Dispensationalism tells us that the people of God called Israel will, one day, again inherit the land, but there isn’t really anything in the system that says what’s happening right now has to be any kind of fulfillment of that. So in a lot of ways I look back on its heyday and think that dispensationalists botched dispensationalism in a lot of ways. There’s a difference between problems of execution and problems of concept.
But anyway, the point I was getting to is that I think concurrent with the sloppy version of dispensationalism, and that particular rationale for befriending Israel, there was always for a lot of us a more compelling rationale, which was simply that the Jews were ousted from their homeland of many, many centuries and then suffered horribly at the hands of the Nazis, along with other horrors over the centuries.
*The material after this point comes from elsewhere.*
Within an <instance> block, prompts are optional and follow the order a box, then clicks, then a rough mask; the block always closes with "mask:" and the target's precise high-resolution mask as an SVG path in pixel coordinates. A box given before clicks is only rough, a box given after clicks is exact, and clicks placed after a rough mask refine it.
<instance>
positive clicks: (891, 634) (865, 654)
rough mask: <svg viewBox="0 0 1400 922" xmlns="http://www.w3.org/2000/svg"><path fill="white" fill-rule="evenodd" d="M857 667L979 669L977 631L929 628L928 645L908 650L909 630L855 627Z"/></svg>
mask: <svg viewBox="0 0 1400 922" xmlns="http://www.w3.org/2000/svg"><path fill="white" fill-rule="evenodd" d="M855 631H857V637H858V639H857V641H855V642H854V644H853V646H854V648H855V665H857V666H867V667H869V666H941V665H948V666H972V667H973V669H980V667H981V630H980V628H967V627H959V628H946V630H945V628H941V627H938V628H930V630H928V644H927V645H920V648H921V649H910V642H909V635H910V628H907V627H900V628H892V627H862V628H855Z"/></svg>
So it’s always made sense to me to do what you can to help a people that have suffered in that way.
But there’s no denying that the argument is stronger if you can begin with the premise that the land belongs to the descendants of Israel. And people tend to equate that idea with dispensationalism, though it seems to me it’s more like the Old Testament.
Views expressed are always my own and not my employer's, my church's, my family's, my neighbors', or my pets'. The house plants have authorized me to speak for them, however, and they always agree with me.
But anyway, the point I was getting to is that I think concurrent with the sloppy version of dispensationalism, and that particular rationale for befriending Israel, there was always for a lot of us a more compelling rationale, which was simply that the Jews were ousted from their homeland of many, many centuries and then suffered horribly at the hands of the Nazis, along with other horrors over the centuries. So it’s always made sense to me to do what you can to help a people that have suffered in that way.
But there’s no denying that the argument is stronger if you can begin with the premise that the land belongs to the descendants of Israel. And people tend to equate that idea with dispensationalism, though it seems to me it’s more like the Old Testament.
I agree that we do not need a dispensationalist framework to come to the above conclusions. We are preaching through Zechariah and we just looked at Israel being the apple of God's eye. As we have been preaching through the other minor prophets we have also noted that the people of Israel (Judah included) were also the recipients of God's wrath. Whether someone is dispensational or not, we must remind them that although Israel is worthy of God's wrath, it is God who is to bring that wrath, not us.
Hebrews 10:30 KJV 30 For we know him that hath said, Vengeance belongeth unto me, I will recompense, saith the Lord. And again, The Lord shall judge his people.
I tend to lean dispensational myself (it is a broad category and is defined so many different ways that I do not want to be put into a box either) so I believe that the great tribulation of the future will literally unfold and that it will be a time of Jacob's trouble when God again pours his wrath on Israel. At the same time 144,000 people of Israel will be protected and spared from his wrath during that time. Therefore, my dispensationalism does not suggest that all Israel will be protected at all times. It does however suggest that God still cares about Israel and has a special place for them. That means he cares enough to both punish and protect depending on his timing and purpose.